Laplace transform

At a Glance

Frequency: 2 sub-parts across 2 of 13 years (2018, 2019)
Priority tier: T3
Marks (count): 10 (1), 5 (1)
Average solve time: ~6 min
Difficulty mix: easy 2
Section: B | Dominant type: proof

Why This Chapter Matters

The Laplace-transform definition questions in UPSC are uniformly easy: both exam appearances reduce to one master formula $\mathcal{L}\{t^p\}=\Gamma(p+1)/s^{p+1}$ with a handful of Gamma values plugged in. Knowing $\Gamma(1/2)=\sqrt\pi$ , $\Gamma(3/2)=\frac{1}{2}\sqrt\pi$ , and the recursion $\Gamma(z+1)=z\Gamma(z)$ covers every question that has appeared and every plausible variant.
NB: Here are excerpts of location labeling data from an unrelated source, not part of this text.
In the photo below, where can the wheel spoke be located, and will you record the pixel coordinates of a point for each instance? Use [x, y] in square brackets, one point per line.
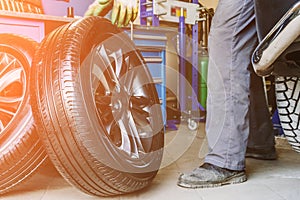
[109, 69]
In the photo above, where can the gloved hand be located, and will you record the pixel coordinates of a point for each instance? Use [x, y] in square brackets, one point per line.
[123, 11]
[99, 8]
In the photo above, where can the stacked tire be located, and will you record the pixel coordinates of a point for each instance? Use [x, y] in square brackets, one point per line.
[95, 107]
[21, 151]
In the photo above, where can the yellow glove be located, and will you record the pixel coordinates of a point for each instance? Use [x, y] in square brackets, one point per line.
[124, 11]
[99, 8]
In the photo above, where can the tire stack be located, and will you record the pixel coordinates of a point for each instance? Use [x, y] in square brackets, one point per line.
[96, 112]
This topic is also the entry point for P1-OD-15 (properties) and P1-OD-16 (inverse), so the Gamma-function fluency built here pays dividends across the entire Laplace block.

Minimum Theory

Definition. The Laplace transform of $f(t)$ is

$\mathcal{L}\{f\}(s) = \int_0^\infty e^{-st}f(t)\,dt,$

defined for those $s>0$ for which the integral converges. The transform is linear: $\mathcal{L}\{af+bg\}=a\mathcal{L}\{f\}+b\mathcal{L}\{g\}$ .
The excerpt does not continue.